Виктор застыл от неожиданности, ладони стали мокрыми и холодными.
- Таня, я тебя умоляю, - прошептал он. - Что ты еще выдумываешь...
- Почему я выдумываю, папа? - возмутилась Таня. - Вот странно! Я правда туда давно хочу! А мама меня учила, что терпеть очень вредно, потом я не смогу рожать! Вам бы хотелось, чтобы ваша дочка не смогла рожать и у вас никогда не было бы внуков?
Она сурово покосилась на Петра. Непредусмотренный выпад окончательно смутил его. Он явно не знал, что отвечать и на что решиться.
- У вас есть дочка? - строго продолжала Танюша.
- Нет, - неуверенно ответил он. - Пока нету...

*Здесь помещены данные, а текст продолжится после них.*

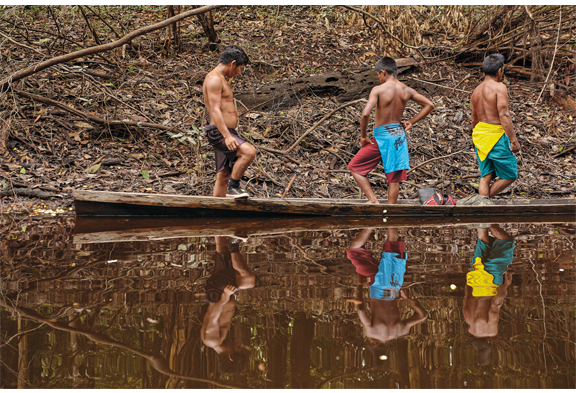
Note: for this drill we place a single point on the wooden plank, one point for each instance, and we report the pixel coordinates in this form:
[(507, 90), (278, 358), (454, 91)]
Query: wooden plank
[(107, 230), (102, 203)]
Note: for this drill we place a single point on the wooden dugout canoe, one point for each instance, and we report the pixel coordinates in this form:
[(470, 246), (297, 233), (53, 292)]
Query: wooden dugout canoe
[(117, 204), (138, 229)]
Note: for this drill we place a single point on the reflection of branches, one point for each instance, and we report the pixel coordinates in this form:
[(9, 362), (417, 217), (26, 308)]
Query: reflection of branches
[(321, 384), (156, 361), (21, 333)]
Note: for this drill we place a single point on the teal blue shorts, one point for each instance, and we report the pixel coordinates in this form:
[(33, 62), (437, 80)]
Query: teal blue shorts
[(500, 160)]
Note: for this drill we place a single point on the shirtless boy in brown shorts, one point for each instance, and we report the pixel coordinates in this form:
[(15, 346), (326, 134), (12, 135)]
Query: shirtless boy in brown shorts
[(233, 154), (389, 144)]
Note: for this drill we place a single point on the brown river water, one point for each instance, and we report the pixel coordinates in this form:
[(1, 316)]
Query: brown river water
[(342, 306)]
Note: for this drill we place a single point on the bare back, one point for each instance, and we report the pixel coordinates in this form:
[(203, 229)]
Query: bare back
[(218, 97), (392, 99), (485, 101)]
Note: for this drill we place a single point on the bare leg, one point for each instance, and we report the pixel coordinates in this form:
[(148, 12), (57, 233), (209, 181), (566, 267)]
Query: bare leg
[(221, 185), (484, 186), (500, 185), (393, 191), (491, 190), (246, 154), (365, 186)]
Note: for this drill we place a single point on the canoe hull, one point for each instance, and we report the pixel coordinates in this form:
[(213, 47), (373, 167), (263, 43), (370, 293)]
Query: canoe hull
[(118, 204)]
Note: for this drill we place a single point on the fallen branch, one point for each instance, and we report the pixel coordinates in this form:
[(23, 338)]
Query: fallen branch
[(436, 84), (552, 62), (6, 82), (88, 116), (29, 193), (438, 158), (316, 125), (289, 185)]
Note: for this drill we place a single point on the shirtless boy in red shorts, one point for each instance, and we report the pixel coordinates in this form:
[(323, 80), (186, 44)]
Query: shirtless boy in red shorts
[(389, 144)]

- Ну, значит, будет, - безапелляционно заверила его Таня. - Кстати, вы тоже можете захотеть в туалет, до утра далеко. Это перед кухней налево. Мы как, пойдем туда вместе или вы мне позволите прогуляться одной?
Она была истинной дочерью своего отца. Виктор снова напрягся, приготовившись к самым худшим неожиданностям. Петр смущенно мялся. Девочка явно поставила его в тупик.
Танюша, милая... А она вдруг спокойно встала и отвела от себя руку с ножом. Виктор сориентировался мгновенно. Метко пущенная табуретка сбила Петра с ног, остальное было делом техники: Виктор перемахнул через стол, выбил нож и крепко стиснул два худых костлявых запястья. Таня взяла со стола пустую бутылку и разбила ее о голову Петра.
- Это лишнее, Танечка, - пробормотал Виктор. - Мы так можем его убить...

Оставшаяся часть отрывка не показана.